Em Freches (Trancoso), são dezenas os produtores que, tal como Hortênsia Rente, escoam o seu produto nas bermas da estrada nacional. Agora que a concessão Douro Interior está em construção, surgem os receios: «Vai estragar o negócio a muita gente. O melhor era fazer-se uma cooperativa», sugere Hortênsia Rente. Aos 62 anos, a produtora confessa que só já pensa na reforma, mas garante que a construção da auto-estrada vai complicar a vida aos produtores de cereja: «É que passa aqui muita gente», constata. Hortênsia Rente refere que o negócio já teve melhores dias, mas que «ainda se vai vendendo», principalmente ao fim-de-semana e à sexta-feira, dia de feira em Trancoso. «Ninguém está contra a auto-estrada, mas tenho pena que o negócio acabe, até porque fui eu que comecei isto», afirma, lembrando os tempos em que vendeu as primeiras cerejas «por brincadeira». Tudo começou por acaso, quando foi ao seu terreno – junto à estrada, perto da sua banca – preparar umas caixas de cereja para levar para a feira. «Houve umas pessoas que pararam e compraram», recorda.
«Quando comecei havia pouca cereja e as pessoas de Freches até falaram mal de mim, a dizer que me portava mal na estrada, mas agora toda a gente quer vender e há muita», recorda. Os preços praticados na estrada vão variando entre os 2 e os 4 euros, dependendo da qualidade e tamanho. Hortênsia Rente vende no mesmo sítio desde que começou: a sua banca é a primeira que os automobilistas encontram no sentido Celorico-Trancoso, do lado direito. Na EN102, «ninguém rouba os lugares dos outros», assegura. Mais acima, do outro lado da estrada, está Emília Cruz, que vem «dia sim dia não» há quatro anos. O negócio vai «mais ou menos», adianta a vendedora, também ela preocupada com o IP2: «Vai-nos afectar porque o trânsito vai ser desviado. Não sabemos o que vamos fazer», diz Emília Cruz, que vive da agricultura. «Há tanta gente que plantou árvores novas e depois vai ser um problema, pois não sabemos onde meter a fruta», antevê, concordando que a criação de uma cooperativa será a melhor solução.

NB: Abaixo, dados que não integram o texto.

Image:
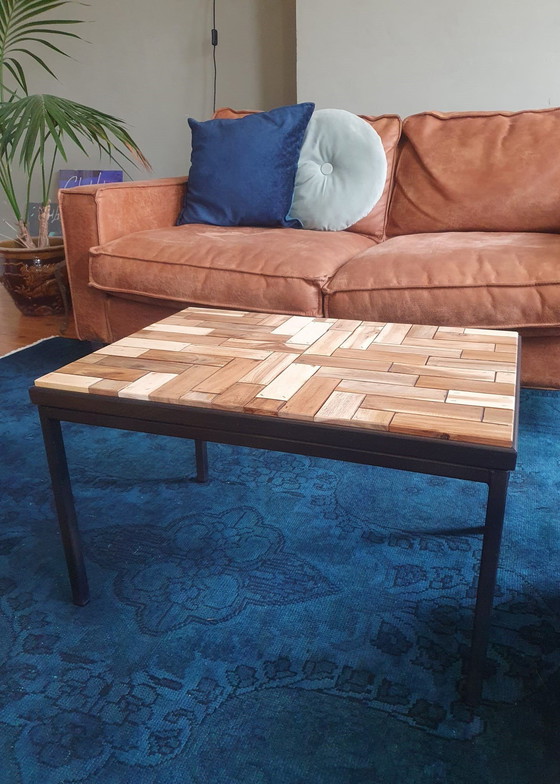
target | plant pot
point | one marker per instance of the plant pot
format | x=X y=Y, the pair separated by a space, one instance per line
x=35 y=278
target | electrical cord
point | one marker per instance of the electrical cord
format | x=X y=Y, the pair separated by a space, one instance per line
x=214 y=40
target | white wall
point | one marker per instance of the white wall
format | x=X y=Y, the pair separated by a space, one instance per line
x=374 y=56
x=150 y=63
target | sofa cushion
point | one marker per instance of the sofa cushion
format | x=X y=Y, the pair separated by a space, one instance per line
x=243 y=173
x=484 y=171
x=274 y=270
x=388 y=126
x=494 y=280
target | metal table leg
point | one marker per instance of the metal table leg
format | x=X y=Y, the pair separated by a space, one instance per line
x=495 y=508
x=64 y=502
x=201 y=461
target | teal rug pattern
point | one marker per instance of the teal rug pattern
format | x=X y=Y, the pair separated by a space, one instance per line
x=292 y=621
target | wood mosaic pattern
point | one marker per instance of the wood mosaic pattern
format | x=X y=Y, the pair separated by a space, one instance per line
x=435 y=382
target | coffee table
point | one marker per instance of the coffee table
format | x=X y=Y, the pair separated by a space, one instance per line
x=434 y=400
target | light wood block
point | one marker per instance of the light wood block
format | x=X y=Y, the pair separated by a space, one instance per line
x=288 y=382
x=339 y=407
x=309 y=399
x=144 y=386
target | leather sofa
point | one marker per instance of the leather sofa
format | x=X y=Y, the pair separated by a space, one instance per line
x=467 y=233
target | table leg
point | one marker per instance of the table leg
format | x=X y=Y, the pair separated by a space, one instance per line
x=64 y=503
x=495 y=508
x=201 y=460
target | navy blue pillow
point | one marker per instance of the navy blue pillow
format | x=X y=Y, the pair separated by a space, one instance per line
x=243 y=170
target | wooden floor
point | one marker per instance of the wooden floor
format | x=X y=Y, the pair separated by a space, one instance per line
x=17 y=330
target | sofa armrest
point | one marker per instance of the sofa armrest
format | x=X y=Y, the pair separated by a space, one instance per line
x=94 y=214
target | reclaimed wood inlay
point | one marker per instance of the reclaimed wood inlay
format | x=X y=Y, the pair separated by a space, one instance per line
x=432 y=382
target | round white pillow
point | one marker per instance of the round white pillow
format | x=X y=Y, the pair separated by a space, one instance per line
x=341 y=172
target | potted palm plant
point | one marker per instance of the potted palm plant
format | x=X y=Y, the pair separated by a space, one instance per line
x=35 y=131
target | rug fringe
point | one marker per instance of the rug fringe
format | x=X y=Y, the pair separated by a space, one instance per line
x=22 y=348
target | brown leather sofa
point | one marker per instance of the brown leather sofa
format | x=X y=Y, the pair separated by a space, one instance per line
x=467 y=233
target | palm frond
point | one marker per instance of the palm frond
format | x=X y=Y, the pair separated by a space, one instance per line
x=30 y=121
x=24 y=21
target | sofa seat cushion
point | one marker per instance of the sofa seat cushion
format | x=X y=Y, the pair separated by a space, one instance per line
x=273 y=270
x=482 y=279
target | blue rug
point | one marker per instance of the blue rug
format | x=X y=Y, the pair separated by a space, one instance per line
x=293 y=621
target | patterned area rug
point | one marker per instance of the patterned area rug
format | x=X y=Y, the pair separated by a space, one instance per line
x=293 y=621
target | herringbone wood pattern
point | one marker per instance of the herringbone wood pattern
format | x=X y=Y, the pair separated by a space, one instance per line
x=440 y=382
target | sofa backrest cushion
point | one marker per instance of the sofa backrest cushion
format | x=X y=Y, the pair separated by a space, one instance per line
x=482 y=171
x=389 y=127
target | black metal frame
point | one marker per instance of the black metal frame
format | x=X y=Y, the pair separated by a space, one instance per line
x=477 y=463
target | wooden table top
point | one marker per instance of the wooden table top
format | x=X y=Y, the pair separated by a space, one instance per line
x=432 y=382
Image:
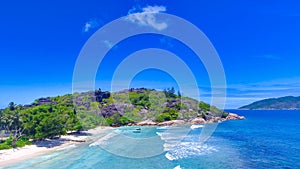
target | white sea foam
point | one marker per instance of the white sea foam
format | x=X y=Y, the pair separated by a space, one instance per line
x=164 y=128
x=103 y=140
x=189 y=149
x=67 y=147
x=177 y=167
x=196 y=126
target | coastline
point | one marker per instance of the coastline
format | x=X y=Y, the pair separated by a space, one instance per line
x=10 y=156
x=15 y=155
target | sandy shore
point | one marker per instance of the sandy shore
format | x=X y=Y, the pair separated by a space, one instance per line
x=42 y=147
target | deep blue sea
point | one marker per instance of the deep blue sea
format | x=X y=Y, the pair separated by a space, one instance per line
x=266 y=139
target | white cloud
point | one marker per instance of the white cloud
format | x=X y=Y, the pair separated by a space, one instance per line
x=108 y=44
x=147 y=17
x=87 y=27
x=93 y=23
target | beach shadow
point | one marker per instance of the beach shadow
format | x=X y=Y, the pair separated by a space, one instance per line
x=54 y=142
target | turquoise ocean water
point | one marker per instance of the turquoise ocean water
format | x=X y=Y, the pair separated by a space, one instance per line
x=266 y=139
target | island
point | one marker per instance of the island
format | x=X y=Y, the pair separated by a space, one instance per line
x=281 y=103
x=53 y=117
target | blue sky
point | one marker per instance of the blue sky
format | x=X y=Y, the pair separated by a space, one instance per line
x=257 y=41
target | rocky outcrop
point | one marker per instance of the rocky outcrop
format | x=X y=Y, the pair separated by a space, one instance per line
x=146 y=123
x=171 y=123
x=232 y=116
x=198 y=120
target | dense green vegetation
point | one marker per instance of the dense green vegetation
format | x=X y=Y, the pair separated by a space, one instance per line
x=54 y=116
x=288 y=103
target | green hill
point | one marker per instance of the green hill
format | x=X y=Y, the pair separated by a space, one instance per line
x=281 y=103
x=54 y=116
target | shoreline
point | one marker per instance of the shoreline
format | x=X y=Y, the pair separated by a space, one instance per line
x=15 y=155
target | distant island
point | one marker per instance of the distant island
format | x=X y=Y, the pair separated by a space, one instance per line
x=281 y=103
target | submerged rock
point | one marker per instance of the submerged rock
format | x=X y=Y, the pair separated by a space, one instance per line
x=198 y=120
x=232 y=116
x=146 y=123
x=171 y=123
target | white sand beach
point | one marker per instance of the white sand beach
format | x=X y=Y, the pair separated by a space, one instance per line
x=10 y=156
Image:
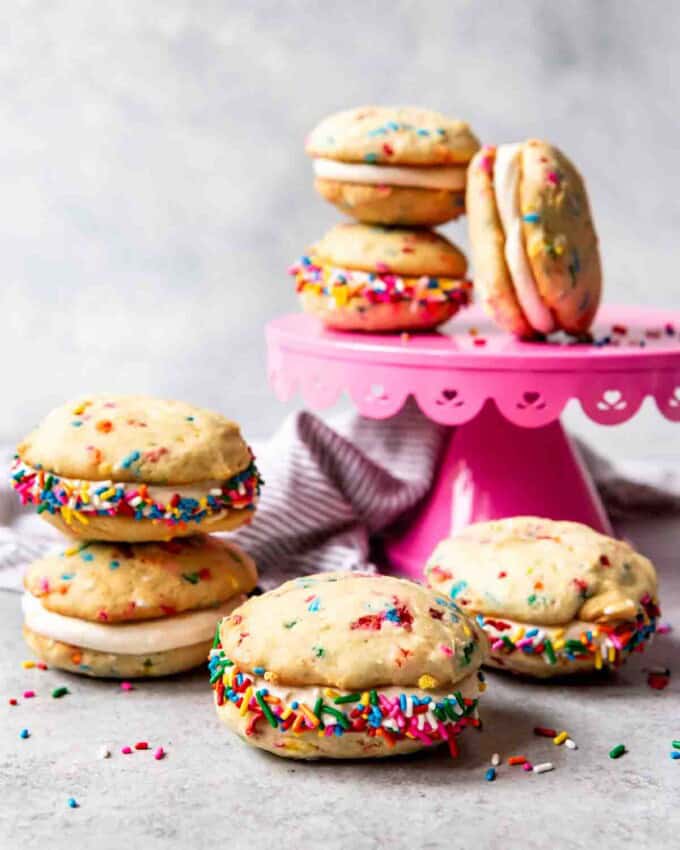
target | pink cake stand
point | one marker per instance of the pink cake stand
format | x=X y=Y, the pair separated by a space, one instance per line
x=508 y=453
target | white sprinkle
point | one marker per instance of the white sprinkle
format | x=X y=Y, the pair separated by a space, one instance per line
x=544 y=768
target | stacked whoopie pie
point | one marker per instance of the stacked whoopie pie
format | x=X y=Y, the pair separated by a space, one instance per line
x=399 y=172
x=134 y=482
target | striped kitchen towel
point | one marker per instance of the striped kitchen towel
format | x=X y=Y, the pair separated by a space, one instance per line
x=333 y=487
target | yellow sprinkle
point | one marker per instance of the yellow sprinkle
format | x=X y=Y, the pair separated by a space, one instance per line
x=309 y=714
x=246 y=700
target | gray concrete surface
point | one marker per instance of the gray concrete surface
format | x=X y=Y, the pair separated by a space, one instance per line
x=212 y=790
x=154 y=187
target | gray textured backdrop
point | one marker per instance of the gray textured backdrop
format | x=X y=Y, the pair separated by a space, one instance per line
x=154 y=187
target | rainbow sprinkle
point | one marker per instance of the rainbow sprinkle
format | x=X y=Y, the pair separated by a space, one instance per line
x=312 y=275
x=371 y=713
x=606 y=644
x=80 y=499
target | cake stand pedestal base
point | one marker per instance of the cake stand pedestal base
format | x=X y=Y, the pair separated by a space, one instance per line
x=491 y=469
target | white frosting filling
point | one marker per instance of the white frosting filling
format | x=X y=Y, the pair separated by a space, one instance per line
x=138 y=638
x=506 y=177
x=420 y=177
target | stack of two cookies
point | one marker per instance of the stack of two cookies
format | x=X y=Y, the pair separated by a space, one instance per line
x=399 y=172
x=134 y=482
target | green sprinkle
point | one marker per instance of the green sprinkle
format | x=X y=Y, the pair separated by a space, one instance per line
x=617 y=752
x=273 y=722
x=347 y=698
x=549 y=651
x=339 y=716
x=318 y=708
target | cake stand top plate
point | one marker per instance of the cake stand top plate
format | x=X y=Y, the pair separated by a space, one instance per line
x=452 y=373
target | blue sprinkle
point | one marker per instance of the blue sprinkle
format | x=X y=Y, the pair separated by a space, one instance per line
x=127 y=462
x=457 y=588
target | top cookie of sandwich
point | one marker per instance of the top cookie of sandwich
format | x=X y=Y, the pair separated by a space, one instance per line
x=542 y=572
x=136 y=438
x=353 y=631
x=392 y=135
x=123 y=582
x=390 y=251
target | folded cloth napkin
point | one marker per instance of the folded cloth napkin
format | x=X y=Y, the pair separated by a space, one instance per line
x=333 y=487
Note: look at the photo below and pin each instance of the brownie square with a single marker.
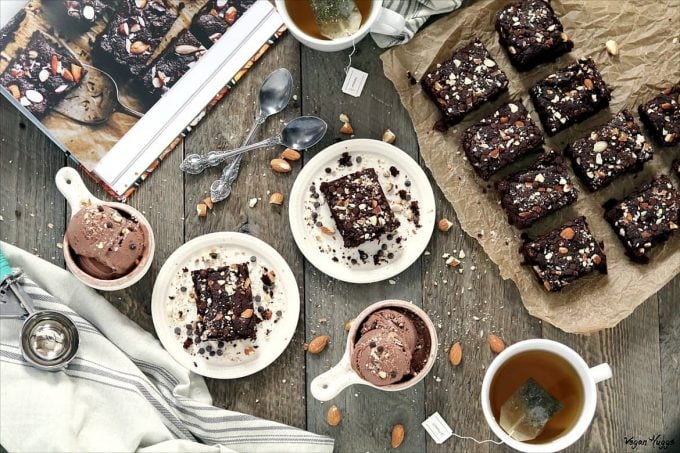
(565, 254)
(359, 207)
(501, 139)
(532, 194)
(609, 151)
(531, 33)
(224, 302)
(645, 218)
(175, 61)
(41, 75)
(661, 115)
(464, 82)
(132, 36)
(570, 95)
(215, 18)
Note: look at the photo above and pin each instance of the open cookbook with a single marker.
(117, 83)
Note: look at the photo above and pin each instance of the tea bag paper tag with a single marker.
(354, 82)
(437, 428)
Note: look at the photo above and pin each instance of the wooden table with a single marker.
(641, 400)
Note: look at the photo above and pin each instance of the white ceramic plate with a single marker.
(172, 307)
(327, 252)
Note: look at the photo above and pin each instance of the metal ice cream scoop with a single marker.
(49, 339)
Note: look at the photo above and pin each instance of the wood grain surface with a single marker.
(467, 303)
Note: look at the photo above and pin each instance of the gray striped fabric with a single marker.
(122, 392)
(416, 13)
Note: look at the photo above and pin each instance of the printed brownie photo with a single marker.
(464, 82)
(501, 139)
(532, 194)
(224, 301)
(565, 254)
(359, 207)
(531, 33)
(645, 218)
(570, 95)
(41, 74)
(609, 151)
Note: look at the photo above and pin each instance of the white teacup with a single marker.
(380, 20)
(588, 376)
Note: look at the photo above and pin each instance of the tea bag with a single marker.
(336, 18)
(528, 410)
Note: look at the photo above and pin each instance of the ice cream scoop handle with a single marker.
(328, 385)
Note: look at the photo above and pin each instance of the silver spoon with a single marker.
(94, 100)
(274, 97)
(301, 133)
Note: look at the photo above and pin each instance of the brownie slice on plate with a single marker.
(570, 95)
(532, 194)
(645, 218)
(501, 139)
(661, 115)
(610, 151)
(565, 254)
(464, 82)
(41, 75)
(531, 33)
(224, 301)
(359, 207)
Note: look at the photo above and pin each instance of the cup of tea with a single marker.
(550, 367)
(391, 346)
(301, 21)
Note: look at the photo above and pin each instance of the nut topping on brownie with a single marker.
(501, 138)
(570, 95)
(564, 255)
(531, 33)
(464, 82)
(661, 115)
(359, 207)
(645, 218)
(530, 195)
(610, 151)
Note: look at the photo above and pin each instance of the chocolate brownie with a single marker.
(224, 302)
(565, 254)
(661, 115)
(133, 35)
(216, 17)
(531, 33)
(501, 138)
(645, 218)
(175, 61)
(609, 151)
(570, 95)
(359, 207)
(464, 82)
(41, 75)
(532, 194)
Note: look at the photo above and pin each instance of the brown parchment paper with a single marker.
(649, 60)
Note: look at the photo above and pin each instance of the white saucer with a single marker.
(231, 248)
(320, 249)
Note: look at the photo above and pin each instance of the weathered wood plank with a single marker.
(368, 414)
(276, 392)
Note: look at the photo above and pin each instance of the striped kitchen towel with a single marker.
(122, 392)
(416, 13)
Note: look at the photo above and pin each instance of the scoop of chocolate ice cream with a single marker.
(106, 244)
(381, 357)
(393, 321)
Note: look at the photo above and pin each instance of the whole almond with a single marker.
(280, 166)
(334, 416)
(496, 344)
(398, 434)
(318, 344)
(455, 354)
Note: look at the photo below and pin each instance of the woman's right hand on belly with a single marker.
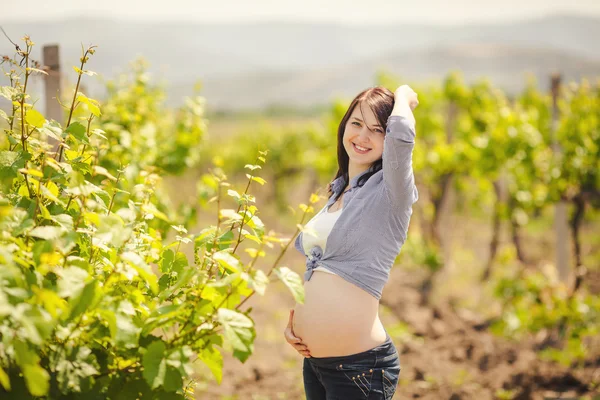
(291, 338)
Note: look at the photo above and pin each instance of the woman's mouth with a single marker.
(360, 149)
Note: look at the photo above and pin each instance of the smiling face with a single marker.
(363, 138)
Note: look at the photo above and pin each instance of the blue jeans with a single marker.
(371, 374)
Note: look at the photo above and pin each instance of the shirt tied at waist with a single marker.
(315, 254)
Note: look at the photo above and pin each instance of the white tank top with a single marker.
(321, 224)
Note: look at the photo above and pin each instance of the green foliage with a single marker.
(534, 302)
(93, 302)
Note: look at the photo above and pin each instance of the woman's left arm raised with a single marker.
(397, 149)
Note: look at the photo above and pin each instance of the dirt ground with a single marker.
(446, 350)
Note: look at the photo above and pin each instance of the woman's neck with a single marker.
(354, 170)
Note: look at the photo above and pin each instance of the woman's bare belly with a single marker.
(337, 318)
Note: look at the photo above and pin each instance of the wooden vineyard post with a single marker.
(52, 87)
(561, 223)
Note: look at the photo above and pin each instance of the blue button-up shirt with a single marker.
(366, 238)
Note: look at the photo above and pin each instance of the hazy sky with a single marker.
(344, 11)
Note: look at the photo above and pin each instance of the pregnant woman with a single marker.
(359, 232)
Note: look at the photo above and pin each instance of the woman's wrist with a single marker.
(402, 109)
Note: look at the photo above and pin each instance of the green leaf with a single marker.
(35, 118)
(214, 360)
(92, 104)
(238, 329)
(4, 380)
(37, 380)
(72, 282)
(8, 92)
(293, 281)
(256, 179)
(47, 232)
(143, 269)
(227, 260)
(81, 303)
(259, 282)
(78, 131)
(155, 368)
(127, 334)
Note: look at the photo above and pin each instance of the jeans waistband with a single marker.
(385, 348)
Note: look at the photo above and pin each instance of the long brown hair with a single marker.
(381, 101)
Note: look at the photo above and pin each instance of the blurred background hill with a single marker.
(253, 65)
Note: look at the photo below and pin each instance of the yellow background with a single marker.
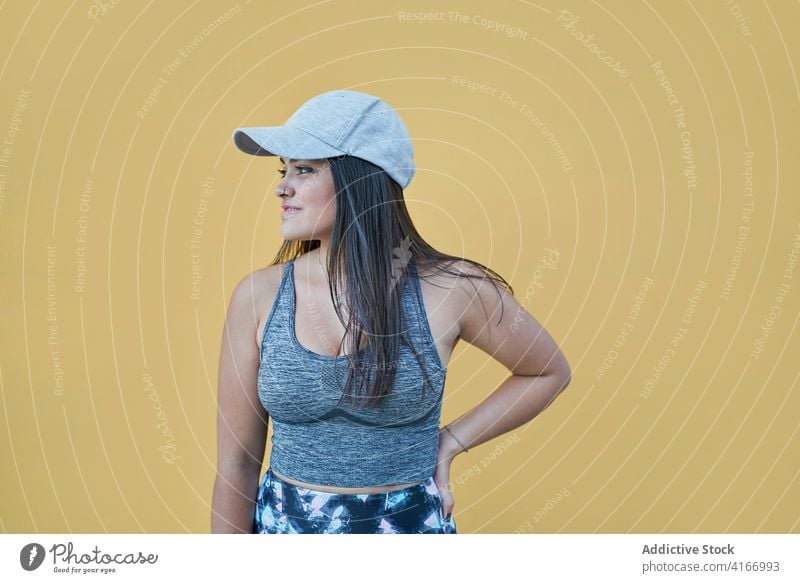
(116, 122)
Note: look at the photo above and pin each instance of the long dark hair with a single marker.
(372, 241)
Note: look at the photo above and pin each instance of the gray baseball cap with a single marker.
(335, 123)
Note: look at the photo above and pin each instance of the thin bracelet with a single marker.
(454, 437)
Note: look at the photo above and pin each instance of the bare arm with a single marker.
(241, 419)
(539, 369)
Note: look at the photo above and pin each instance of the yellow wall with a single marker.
(638, 187)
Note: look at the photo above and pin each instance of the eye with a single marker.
(282, 171)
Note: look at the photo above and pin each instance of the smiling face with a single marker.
(308, 186)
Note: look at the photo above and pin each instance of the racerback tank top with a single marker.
(318, 442)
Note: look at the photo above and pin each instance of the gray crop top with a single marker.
(317, 442)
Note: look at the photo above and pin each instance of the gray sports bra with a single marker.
(318, 442)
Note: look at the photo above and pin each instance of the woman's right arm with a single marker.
(241, 419)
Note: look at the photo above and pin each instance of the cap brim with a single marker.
(283, 141)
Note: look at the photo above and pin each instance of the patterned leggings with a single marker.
(284, 508)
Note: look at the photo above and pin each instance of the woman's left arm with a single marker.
(494, 321)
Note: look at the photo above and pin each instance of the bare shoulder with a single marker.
(255, 294)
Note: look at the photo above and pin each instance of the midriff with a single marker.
(323, 488)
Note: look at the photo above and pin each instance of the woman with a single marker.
(343, 341)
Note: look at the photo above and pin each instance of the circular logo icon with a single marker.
(31, 556)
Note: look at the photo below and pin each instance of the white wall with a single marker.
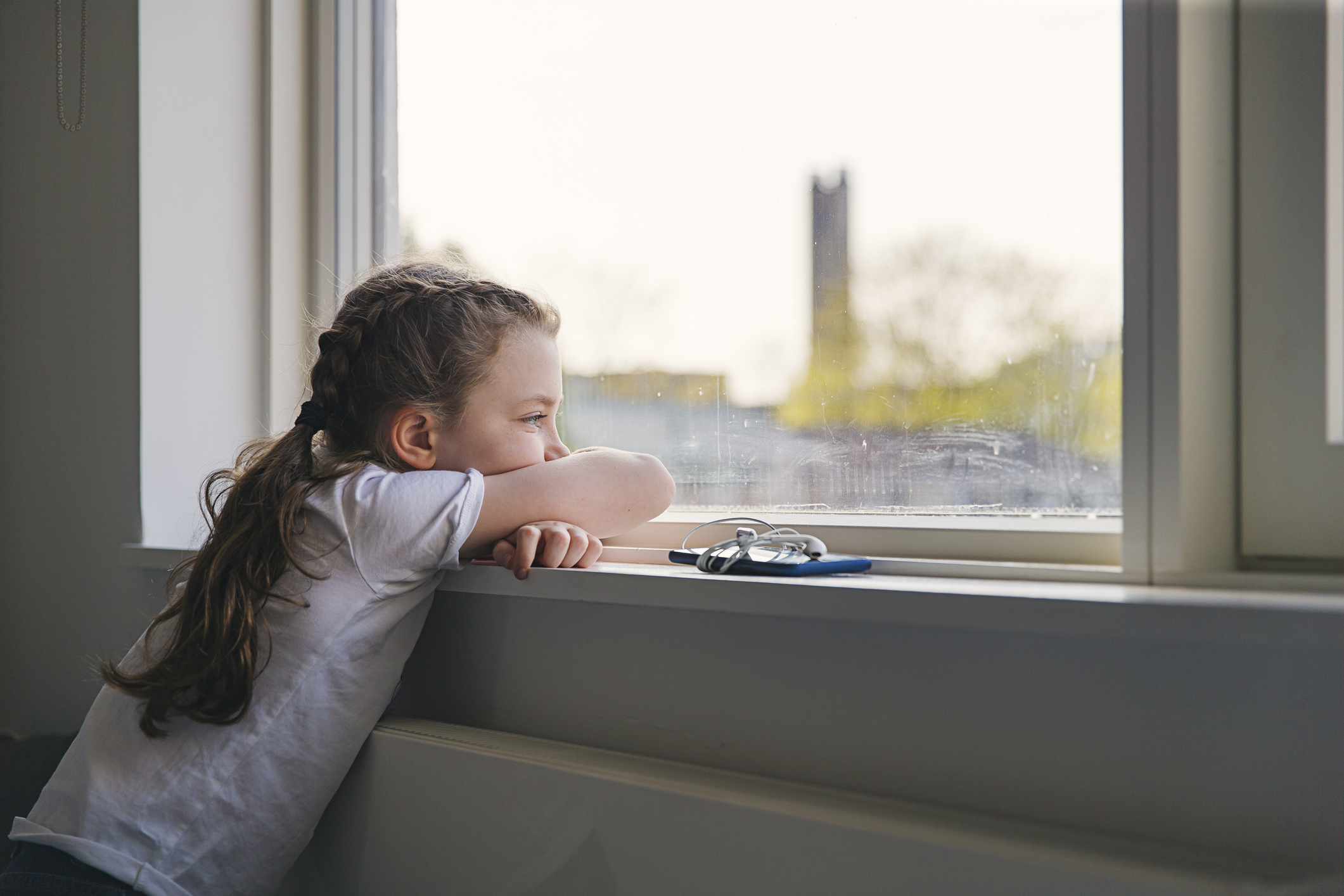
(69, 366)
(201, 252)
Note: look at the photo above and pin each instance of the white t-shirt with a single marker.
(226, 809)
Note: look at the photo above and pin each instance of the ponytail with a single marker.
(416, 335)
(218, 597)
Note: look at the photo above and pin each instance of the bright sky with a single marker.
(647, 167)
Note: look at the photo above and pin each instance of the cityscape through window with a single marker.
(815, 255)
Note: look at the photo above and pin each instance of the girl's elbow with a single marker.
(662, 488)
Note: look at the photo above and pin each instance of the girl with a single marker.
(208, 757)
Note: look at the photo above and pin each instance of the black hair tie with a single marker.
(312, 414)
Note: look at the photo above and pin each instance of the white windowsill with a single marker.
(1081, 609)
(952, 522)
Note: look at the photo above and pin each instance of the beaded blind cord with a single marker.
(61, 73)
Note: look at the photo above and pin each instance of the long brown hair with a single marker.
(418, 335)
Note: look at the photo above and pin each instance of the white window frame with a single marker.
(331, 196)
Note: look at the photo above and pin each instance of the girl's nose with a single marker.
(556, 448)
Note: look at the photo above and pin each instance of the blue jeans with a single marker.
(43, 871)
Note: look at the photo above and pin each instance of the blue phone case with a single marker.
(828, 565)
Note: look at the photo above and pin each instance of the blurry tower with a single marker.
(826, 397)
(832, 336)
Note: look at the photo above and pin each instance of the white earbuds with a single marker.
(784, 541)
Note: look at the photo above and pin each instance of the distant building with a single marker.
(832, 336)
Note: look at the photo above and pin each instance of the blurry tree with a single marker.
(952, 333)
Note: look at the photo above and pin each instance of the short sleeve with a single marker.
(405, 528)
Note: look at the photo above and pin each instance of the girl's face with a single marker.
(509, 419)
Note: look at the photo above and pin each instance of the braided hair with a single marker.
(412, 335)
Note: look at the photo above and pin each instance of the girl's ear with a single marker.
(412, 438)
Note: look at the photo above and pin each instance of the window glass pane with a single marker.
(816, 255)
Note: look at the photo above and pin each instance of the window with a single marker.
(817, 257)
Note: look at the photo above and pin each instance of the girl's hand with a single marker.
(550, 543)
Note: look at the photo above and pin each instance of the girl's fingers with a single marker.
(579, 547)
(593, 553)
(527, 541)
(557, 546)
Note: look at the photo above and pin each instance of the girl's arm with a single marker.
(601, 490)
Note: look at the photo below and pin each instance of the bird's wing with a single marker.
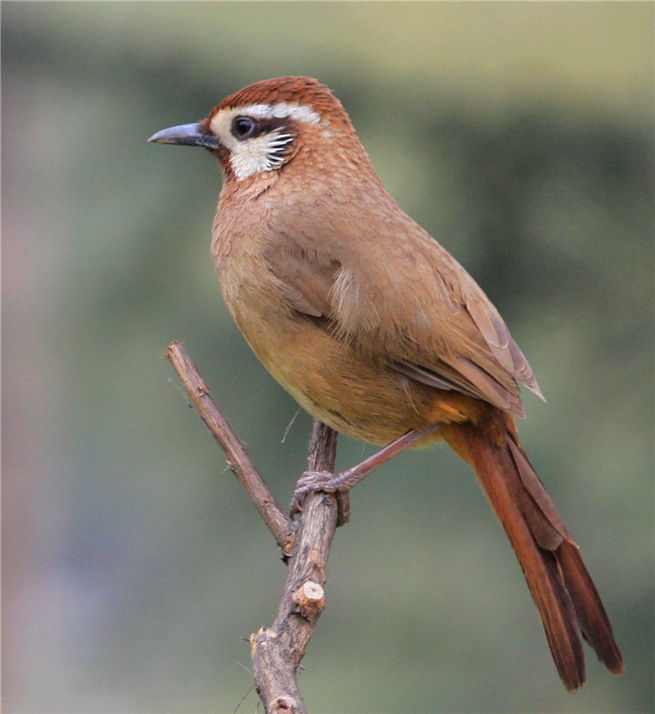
(418, 311)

Ali perto está Agostinho Santos, que trabalha na construção civil e só vem às sextas, sábados e domingos: «São os dias melhores. Durante a semana o negócio é fraco», refere. Consegue vender uns mil quilos por ano, afiança. Mas é outro dos produtores de Freches que está apreensivo com o futuro: «Preocupa-me bastante a auto-estrada, uma vez que o negócio da cereja vai acabar. Se se vender, será muito pouco», prevê. Já Vítor Silva sabe bem como a construção de novas vias afecta o negócio. É da Faia (Guarda) e antes vendia na Nacional16, a estrada que desce em direcção ao Vale do Mondego: «Com o IP 5, deixaram de passar carros e então venho para aqui, onde circulam mais», explica. «No Mondego não há quem as compre», lamenta-se. Diz que vem «de vez em quando» para Freches, principalmente ao fim-de-semana, quando vende «um bocadinho melhor». Para já, prefere não pensar muito no futuro: «Olhe, vamos vendendo enquanto pudermos e depois logo se vê».